Reducción por reserva de capitalización

Change of DGT approach: situation before the new TEAC ruling

In the field of R&D tax credits under Corporate Income Tax (CIT), the retroactive application of R&D tax deductions has been the subject of intense legal debate in recent years due to a change of position by the Directorate-General for Taxation (DGT), which directly affected companies with unused tax benefits pending application.

Until consultations V1510-22 and V1511-22, both dated 24 June 2022, the DGT allowed taxpayers to claim unused deductions from prior years in their current return, without the need to file amended returns, provided they remained within the 18-year statutory period for application.

However, following these consultations, the DGT reversed its position and required the rectification of the original self-assessments in which the R&D expenses were generated, thereby limiting retroactive application to the last four years (statute of limitations).

This shift prompted an appeal before the Supreme Court (TS) to resolve two key questions regarding the retroactive application of R&D tax credits:

  1. Whether expenses incurred in prior years, but not included in the self-assessment, could still be used as the basis for a deduction.
  2. Whether it was mandatory to rectify the original self-assessments in order to claim the deduction.


In its judgment 4355/2023 of 24 October 2023, the Supreme Court confirmed that deductions from previous years may be applied without rectification, even if the returns are time-barred, as long as they remain within the 18-year period.

However, this ruling applied only to the specific claimant and did not establish general doctrine, which meant the DGT and the AEAT (Spanish Tax Agency) continued to uphold their restrictive interpretation.

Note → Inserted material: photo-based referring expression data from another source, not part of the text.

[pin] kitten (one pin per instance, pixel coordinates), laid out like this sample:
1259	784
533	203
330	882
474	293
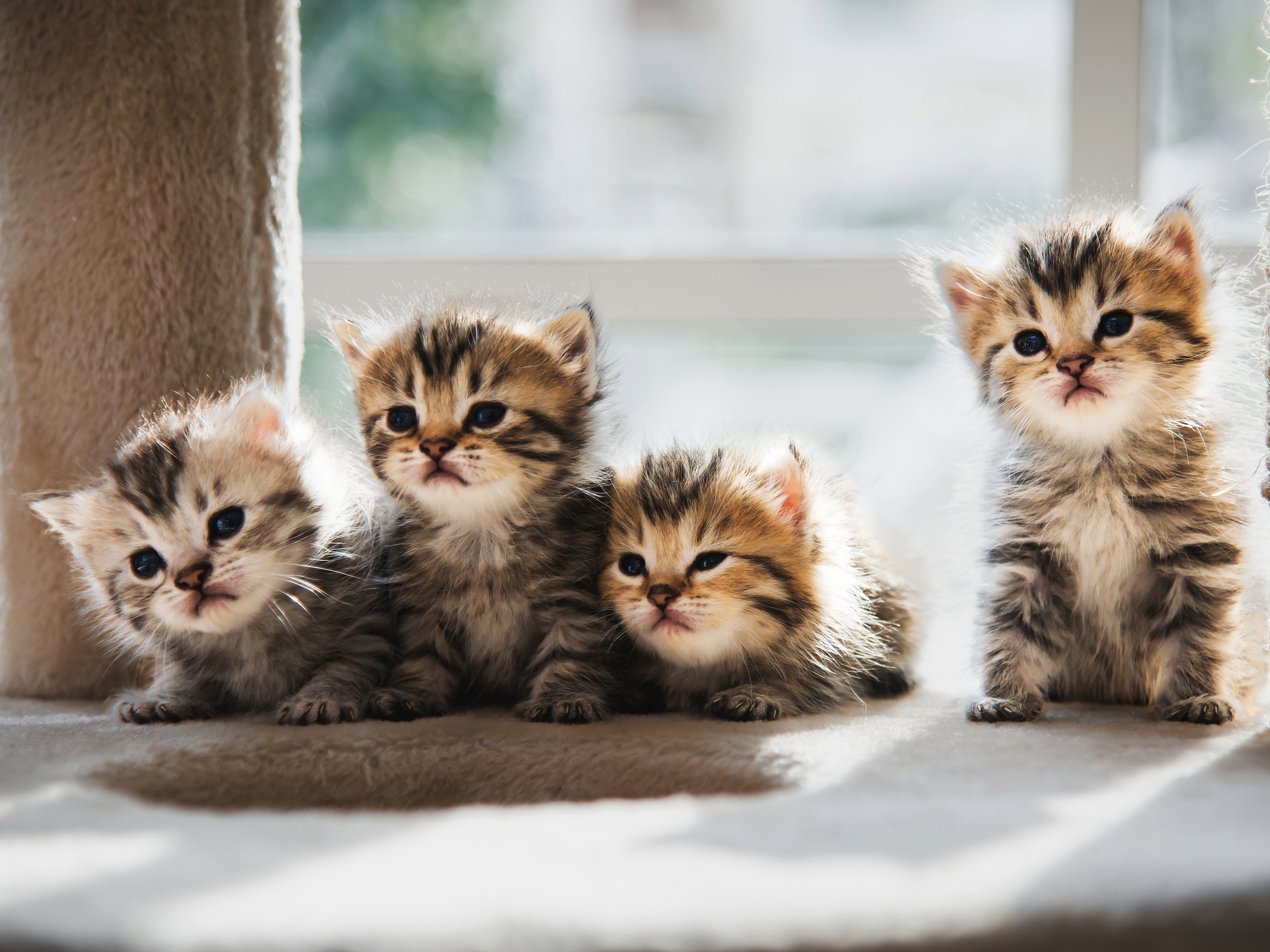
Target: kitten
227	544
748	588
1117	554
482	422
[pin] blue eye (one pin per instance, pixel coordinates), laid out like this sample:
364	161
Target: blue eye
402	418
225	524
1116	324
147	563
708	560
630	565
487	414
1031	343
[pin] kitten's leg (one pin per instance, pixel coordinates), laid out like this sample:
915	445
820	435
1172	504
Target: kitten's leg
1025	633
340	690
176	695
750	702
1201	592
426	678
568	678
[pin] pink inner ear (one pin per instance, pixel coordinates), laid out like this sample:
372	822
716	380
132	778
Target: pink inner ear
265	423
1183	242
790	491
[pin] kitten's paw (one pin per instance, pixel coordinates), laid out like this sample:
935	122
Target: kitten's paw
300	710
397	705
574	709
994	710
745	705
1205	709
154	710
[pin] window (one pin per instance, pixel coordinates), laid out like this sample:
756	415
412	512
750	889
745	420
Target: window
733	182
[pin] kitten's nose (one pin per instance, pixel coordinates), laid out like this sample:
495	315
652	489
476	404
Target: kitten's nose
1075	366
195	577
436	449
662	596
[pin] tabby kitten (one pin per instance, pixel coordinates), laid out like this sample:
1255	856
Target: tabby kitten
228	545
482	422
750	588
1117	553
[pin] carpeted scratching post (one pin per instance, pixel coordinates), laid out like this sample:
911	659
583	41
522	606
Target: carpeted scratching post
149	247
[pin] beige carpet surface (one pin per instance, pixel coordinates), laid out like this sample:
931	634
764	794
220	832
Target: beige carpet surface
898	823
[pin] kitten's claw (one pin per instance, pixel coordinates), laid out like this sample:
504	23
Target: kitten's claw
397	705
143	710
745	705
579	709
994	710
1205	709
305	711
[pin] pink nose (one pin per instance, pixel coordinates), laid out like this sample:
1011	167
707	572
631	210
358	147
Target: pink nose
662	596
437	449
1075	366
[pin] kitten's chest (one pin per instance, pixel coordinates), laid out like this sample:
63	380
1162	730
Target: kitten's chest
1103	542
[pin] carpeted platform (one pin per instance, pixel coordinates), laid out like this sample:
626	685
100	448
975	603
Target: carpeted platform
896	824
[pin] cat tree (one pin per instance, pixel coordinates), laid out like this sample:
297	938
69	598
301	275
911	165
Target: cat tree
149	247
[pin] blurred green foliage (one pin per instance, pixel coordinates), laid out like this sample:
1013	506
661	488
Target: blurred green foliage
399	110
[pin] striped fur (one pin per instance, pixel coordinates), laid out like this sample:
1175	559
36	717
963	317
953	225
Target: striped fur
1118	551
482	420
286	612
757	593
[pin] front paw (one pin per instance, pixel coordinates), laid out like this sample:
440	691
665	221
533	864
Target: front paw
745	705
398	705
571	709
139	709
1203	709
308	709
994	710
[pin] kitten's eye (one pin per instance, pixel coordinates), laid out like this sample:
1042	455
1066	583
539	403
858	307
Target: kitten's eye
402	418
147	563
1029	343
708	560
487	414
1116	324
630	565
225	524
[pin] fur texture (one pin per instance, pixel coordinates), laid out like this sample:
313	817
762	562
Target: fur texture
1119	551
748	588
482	420
149	247
229	546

The practical impact of this gap: uncertainty and loss of deductions

During this period, many taxpayers were affected by legal uncertainty, particularly those who had not applied past deductions and later could not amend their returns due to prescription, thereby losing legitimate R&D tax benefits.

This situation was perceived as a violation of the principle of legitimate expectation, since taxpayers had acted in line with a criterion that had been valid for years.

New TEAC ruling: definitive unification of the criterion

The Central Economic-Administrative Court (TEAC), in its ruling of 17 July 2025, has now unified the criterion and clarified the situation once and for all.

It recognised that the 2022 consultations explicitly changed the previous criterion, thereby breaking the legitimate expectation created by earlier binding rulings (V802-2011, V0297-2012 and V2400-2014).

Two different scenarios are established:

A) Self-assessments filed after 24 June 2022

  • Taxpayers must rectify their returns if they failed to include the deduction.They can no longer invoke legitimate expectation, as the new criterion was already in force at the time of filing.

  • They can no longer invoke legitimate expectation, as the new criterion was already in force at the time of filing.


B) Self-assessments filed before 24 June 2022

  • In these cases, legitimate expectation is protected.

  • Taxpayers cannot now be required to have included the deductions in the original year.

  • They may still apply them, as long as they remain within the statutory period.


The same approach is confirmed in the TEAC resolution of 17 July 2025, RG 1267-2025, issued in an extraordinary appeal for unification of criteria.

Practical application of the TEAC ruling on retroactive R&D tax credits

The TEAC has finally resolved a key legal uncertainty. From now on, any company with R&D tax credits generated in 2020 or earlier, and which neither applied nor rectified them, may still apply them in its CIT return for 2025, provided that:

  • The deductions remain within the 18-year statutory period.

  • The company holds adequate documentary and technical evidence.


It is strongly advisable to obtain ENAC-accredited certifications, which substantiate the reality, amount and qualification of the R&D project, thereby reducing the risk of the Tax Authority challenging the deduction.

These certifications may still be obtained now, provided the company retains the necessary documentation (projects, expenses, contracts, etc.)